Per sopravvivere alle difficoltà dettate dalla concorrenza dei grandi marchi, dagli elevati costi della distribuzione e dalle produzioni seriali, le micro e piccole imprese artigiane devono innovare i loro prodotti e i loro processi.
E’ proprio questo il caso di Ragioniamo con i Piedi, un progetto nato a Mantova mettendo insieme diverse aziende locali produttrici di calzature e rilanciarle dopo un gravissimo periodo di crisi, che le aveva portate sull’orlo della chiusura.
Il titolare Gigi Perinello, dopo 35 anni di lavoro passati vendendo le materie prime per aziende italiane ed europee, si accorge che, mentre la qualità dei materiali diventava sempre più scadente, i prezzi dei prodotti finiti continuavano ad aumentare. Questa corsa al ribasso costringeva sempre più aziende italiane a delocalizzare le produzioni per abbassarne sempre più i costi. “Sentivo il bisogno di ribellarmi a questo sistema – racconta – Volevo dimostrare che è possibile fare manifatturiero in Italia, rispettando la correttezza, il lavoro, le materie prime, le lavorazioni tradizionali e di qualità”.
Così è iniziata l’avventura di Ragioniamo con i Piedi: “Ho iniziato a cercare di coinvolgere calzaturifici che avessero la mia stessa sensibilità. All’inizio mi prendevano per pazzo, perché voleva dire sfidare i grandi marchi, nel tentativo di cambiare il mercato. Poi qualcuno ha iniziato a seguirmi: per primo il calzaturificio Astorflex. Abbiamo iniziato cambiando radicalmente il sistema distributivo, uno dei nodi cruciali del settore. Più dell’85% del prezzo del prodotto al pubblico infatti è costituito solamente dai passaggi di filiera: un’enormità”.
Ed è proprio per questo che i produttori fanno la corsa al ribasso nei costi di produzione: “Certamente. Con questi ricarichi altrimenti non è possibile sopravvivere. Faccio un esempio: una polacchina della Clarks, fatta in Vietnam, mediamente in negozio può costare fino a 140 euro. Di questi, circa 90 euro sono per i passaggi di filiera e altri 25-30 sono per la presenza della marca: il costo del prodotto in sé deve essere di 20 euro: come fa un produttore a sopravvivere? Cambiando completamente il sistema di distribuzione è possibile fare prodotti di altissima qualità e mantenere competitivo il prezzo finale. Bisogna puntare sulla vendita diretta: per questo noi puntiamo sulla vendita diretta al pubblico”.

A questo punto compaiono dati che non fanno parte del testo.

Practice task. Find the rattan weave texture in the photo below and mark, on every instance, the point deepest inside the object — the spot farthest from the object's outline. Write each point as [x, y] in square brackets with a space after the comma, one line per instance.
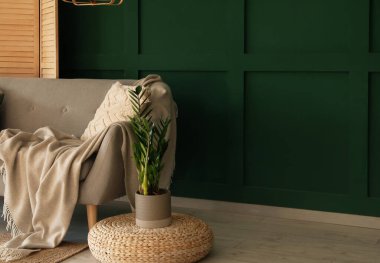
[118, 239]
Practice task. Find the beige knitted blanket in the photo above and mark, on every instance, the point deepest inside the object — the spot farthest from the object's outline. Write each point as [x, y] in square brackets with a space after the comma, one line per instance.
[41, 174]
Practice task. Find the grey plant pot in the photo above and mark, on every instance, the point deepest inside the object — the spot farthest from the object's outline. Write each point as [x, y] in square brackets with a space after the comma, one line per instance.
[153, 211]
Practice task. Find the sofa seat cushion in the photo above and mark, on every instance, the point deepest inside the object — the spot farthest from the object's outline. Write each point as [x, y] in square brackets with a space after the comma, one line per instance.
[115, 107]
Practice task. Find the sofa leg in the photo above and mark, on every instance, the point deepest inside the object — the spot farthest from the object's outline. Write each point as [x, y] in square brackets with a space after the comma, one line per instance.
[92, 214]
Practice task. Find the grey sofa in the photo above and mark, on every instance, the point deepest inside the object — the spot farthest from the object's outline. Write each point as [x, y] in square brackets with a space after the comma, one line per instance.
[68, 105]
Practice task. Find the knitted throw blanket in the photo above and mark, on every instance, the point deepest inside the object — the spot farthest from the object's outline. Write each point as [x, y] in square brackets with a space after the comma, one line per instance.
[41, 172]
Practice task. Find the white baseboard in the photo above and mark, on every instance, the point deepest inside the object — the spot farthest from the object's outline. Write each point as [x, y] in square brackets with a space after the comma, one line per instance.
[279, 212]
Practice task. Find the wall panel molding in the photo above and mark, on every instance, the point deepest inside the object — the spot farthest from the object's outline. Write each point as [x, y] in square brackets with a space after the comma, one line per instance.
[314, 55]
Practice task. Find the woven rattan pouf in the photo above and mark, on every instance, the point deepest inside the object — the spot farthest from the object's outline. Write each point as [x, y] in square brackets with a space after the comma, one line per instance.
[118, 239]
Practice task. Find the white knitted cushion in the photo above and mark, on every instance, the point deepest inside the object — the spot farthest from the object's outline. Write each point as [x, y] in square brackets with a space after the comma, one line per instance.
[115, 107]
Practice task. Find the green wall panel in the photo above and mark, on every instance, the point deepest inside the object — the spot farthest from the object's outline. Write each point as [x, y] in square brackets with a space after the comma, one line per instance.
[374, 138]
[275, 103]
[299, 122]
[297, 26]
[96, 31]
[375, 25]
[186, 29]
[205, 135]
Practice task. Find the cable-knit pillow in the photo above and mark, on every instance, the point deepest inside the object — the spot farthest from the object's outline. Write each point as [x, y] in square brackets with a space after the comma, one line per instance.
[115, 107]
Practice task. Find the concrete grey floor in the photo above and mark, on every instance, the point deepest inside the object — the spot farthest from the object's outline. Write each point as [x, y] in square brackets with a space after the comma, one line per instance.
[242, 237]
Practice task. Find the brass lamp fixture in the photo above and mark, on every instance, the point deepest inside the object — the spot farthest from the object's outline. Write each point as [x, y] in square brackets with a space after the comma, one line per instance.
[93, 2]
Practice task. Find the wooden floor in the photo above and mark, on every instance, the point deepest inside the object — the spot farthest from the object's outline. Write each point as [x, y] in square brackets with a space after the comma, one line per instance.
[241, 237]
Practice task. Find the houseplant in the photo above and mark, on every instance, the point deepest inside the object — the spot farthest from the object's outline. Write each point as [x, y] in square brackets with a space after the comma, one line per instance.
[153, 205]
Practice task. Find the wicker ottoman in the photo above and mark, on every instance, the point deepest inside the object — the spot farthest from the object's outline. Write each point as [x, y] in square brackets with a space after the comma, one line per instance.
[118, 239]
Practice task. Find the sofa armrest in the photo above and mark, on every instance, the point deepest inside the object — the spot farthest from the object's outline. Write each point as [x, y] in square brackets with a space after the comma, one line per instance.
[105, 180]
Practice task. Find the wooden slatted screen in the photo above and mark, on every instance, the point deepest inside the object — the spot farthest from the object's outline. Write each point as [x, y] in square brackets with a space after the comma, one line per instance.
[49, 39]
[19, 38]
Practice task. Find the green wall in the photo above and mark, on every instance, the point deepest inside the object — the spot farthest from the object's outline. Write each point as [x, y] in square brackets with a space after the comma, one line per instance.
[279, 100]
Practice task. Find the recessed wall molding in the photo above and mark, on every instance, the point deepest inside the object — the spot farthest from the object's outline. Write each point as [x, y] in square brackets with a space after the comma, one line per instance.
[274, 97]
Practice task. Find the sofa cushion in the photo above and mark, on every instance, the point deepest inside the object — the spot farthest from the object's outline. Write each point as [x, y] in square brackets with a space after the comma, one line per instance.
[115, 107]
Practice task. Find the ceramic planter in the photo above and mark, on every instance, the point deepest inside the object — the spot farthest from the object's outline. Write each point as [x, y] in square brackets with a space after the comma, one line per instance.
[153, 211]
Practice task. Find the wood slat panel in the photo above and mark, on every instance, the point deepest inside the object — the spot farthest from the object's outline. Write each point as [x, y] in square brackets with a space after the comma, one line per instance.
[16, 43]
[17, 70]
[49, 71]
[19, 38]
[13, 48]
[17, 11]
[21, 54]
[16, 21]
[49, 39]
[16, 38]
[19, 2]
[16, 16]
[17, 59]
[19, 28]
[16, 65]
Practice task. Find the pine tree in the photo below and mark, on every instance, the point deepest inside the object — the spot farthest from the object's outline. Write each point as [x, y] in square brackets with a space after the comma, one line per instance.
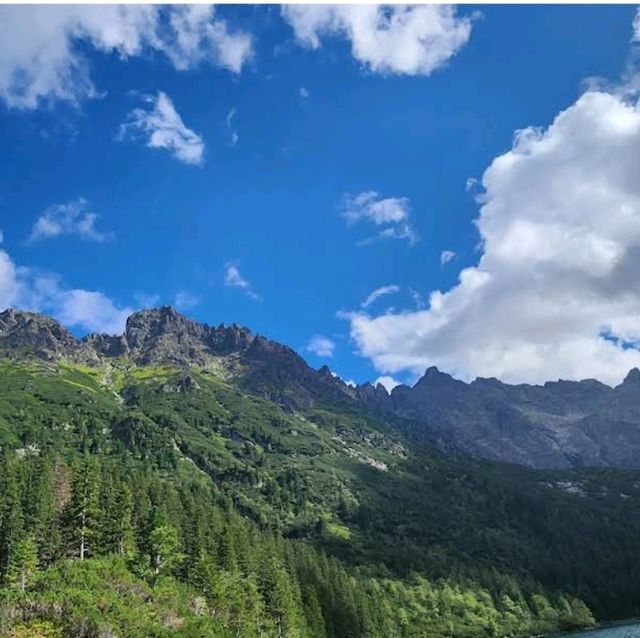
[23, 563]
[82, 514]
[164, 548]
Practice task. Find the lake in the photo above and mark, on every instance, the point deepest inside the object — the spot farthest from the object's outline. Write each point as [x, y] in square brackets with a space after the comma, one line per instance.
[615, 631]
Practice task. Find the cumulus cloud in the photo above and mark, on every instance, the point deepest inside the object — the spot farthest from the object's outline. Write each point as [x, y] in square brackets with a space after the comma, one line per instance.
[399, 39]
[391, 214]
[555, 293]
[234, 279]
[90, 310]
[160, 126]
[321, 346]
[41, 56]
[379, 292]
[73, 218]
[446, 256]
[387, 382]
[636, 27]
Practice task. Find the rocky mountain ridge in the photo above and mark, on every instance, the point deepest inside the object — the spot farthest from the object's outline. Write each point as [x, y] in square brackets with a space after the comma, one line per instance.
[164, 337]
[559, 424]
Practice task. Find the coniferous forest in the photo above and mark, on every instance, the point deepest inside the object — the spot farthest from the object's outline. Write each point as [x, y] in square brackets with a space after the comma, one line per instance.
[165, 500]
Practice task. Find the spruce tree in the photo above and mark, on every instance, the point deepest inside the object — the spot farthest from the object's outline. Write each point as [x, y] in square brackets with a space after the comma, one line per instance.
[23, 563]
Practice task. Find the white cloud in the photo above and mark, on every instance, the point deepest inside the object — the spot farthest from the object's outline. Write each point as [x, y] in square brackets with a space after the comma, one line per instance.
[446, 256]
[387, 382]
[22, 287]
[233, 279]
[200, 37]
[233, 132]
[379, 292]
[636, 27]
[400, 39]
[560, 229]
[162, 127]
[73, 218]
[40, 45]
[88, 309]
[392, 214]
[185, 300]
[321, 346]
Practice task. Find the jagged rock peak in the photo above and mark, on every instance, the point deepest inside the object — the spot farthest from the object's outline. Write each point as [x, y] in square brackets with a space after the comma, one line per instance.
[633, 376]
[24, 333]
[433, 377]
[164, 335]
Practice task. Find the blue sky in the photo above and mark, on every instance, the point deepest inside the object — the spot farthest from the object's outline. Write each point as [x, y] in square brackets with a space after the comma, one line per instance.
[307, 174]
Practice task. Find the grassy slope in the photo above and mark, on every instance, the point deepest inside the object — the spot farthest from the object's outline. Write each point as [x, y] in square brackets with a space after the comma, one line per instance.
[343, 478]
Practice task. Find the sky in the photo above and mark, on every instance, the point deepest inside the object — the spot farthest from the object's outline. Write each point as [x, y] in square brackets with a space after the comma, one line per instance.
[381, 188]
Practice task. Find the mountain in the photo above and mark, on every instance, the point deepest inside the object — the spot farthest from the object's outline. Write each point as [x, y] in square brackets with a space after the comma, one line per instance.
[164, 337]
[558, 424]
[197, 481]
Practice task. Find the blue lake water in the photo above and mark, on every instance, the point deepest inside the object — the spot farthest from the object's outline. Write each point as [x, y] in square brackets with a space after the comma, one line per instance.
[617, 631]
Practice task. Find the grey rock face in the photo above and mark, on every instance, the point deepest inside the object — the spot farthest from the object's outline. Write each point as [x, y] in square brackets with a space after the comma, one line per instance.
[29, 334]
[558, 425]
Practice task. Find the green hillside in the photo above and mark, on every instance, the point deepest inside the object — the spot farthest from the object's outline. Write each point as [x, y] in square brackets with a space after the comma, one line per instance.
[157, 501]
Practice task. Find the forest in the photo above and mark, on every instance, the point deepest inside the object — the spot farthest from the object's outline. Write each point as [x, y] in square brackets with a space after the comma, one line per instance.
[153, 507]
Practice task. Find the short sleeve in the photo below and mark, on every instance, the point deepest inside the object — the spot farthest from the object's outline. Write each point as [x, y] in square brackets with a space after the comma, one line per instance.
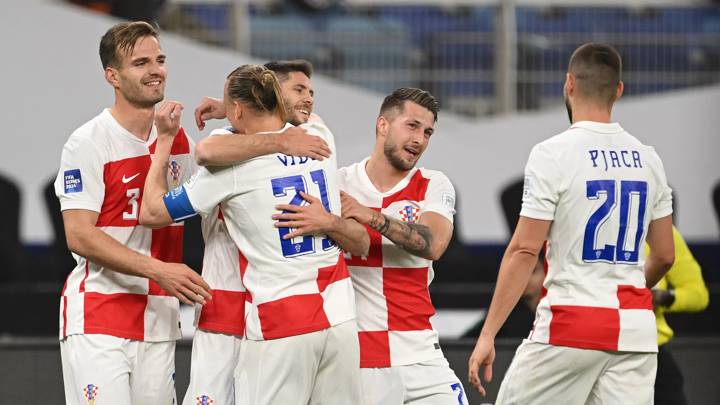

La qualità, quindi, è la differenza più marcata tra un prodotto artigianale e un prodotto fatto industrialmente e in maniera seriale. Un tratto distintivo che fa la differenza: “I materiali innanzitutto: noi utilizziamo la pelle conciata col metodo vegetale: si mettono delle cortecce in acqua insieme alle pelli per 60 giorni. Con questo metodo, tramandato da secoli, in particolare dai conciatori toscani, si blocca la decomposizione naturale del materiale. La grandi aziende invece utilizzano il Cromo, che impiega solo 8 giorni a fare questo processo. Il problema è che il Cromo in molti casi genera allergia da contatto. La pelle conciata col metodo vegetale invece, oltre ad avere una maggiore durata, è anallergica e molto più confortevole”.
E il costo finale? “Ovviamente con queste lavorazioni il prodotto in sé costa di più di quello industriale, però saltando i passaggi di filiera il prezzo al consumatore delle nostre polacchine si aggira intorno ai 100 euro: circa 40 euro in meno di quelle di marca. Per questo ripeto che trovare nuove soluzioni nella distribuzione è strategico: in questo potrebbe darci una mano l’e-Commerce, che ha la forza di mettere in contatto le aziende, anche le più piccole, con il consumatore”.
Ed è proprio questa la sfida di cui si è fatto carico Artimondo, l’e-Commerce di Artigiano in Fiera: sostenere le micro e piccole imprese artigiane nelle sfide dettate dalla globalizzazione, portando la bellezza e la qualità dei prodotti artigiani nei grandi mercati.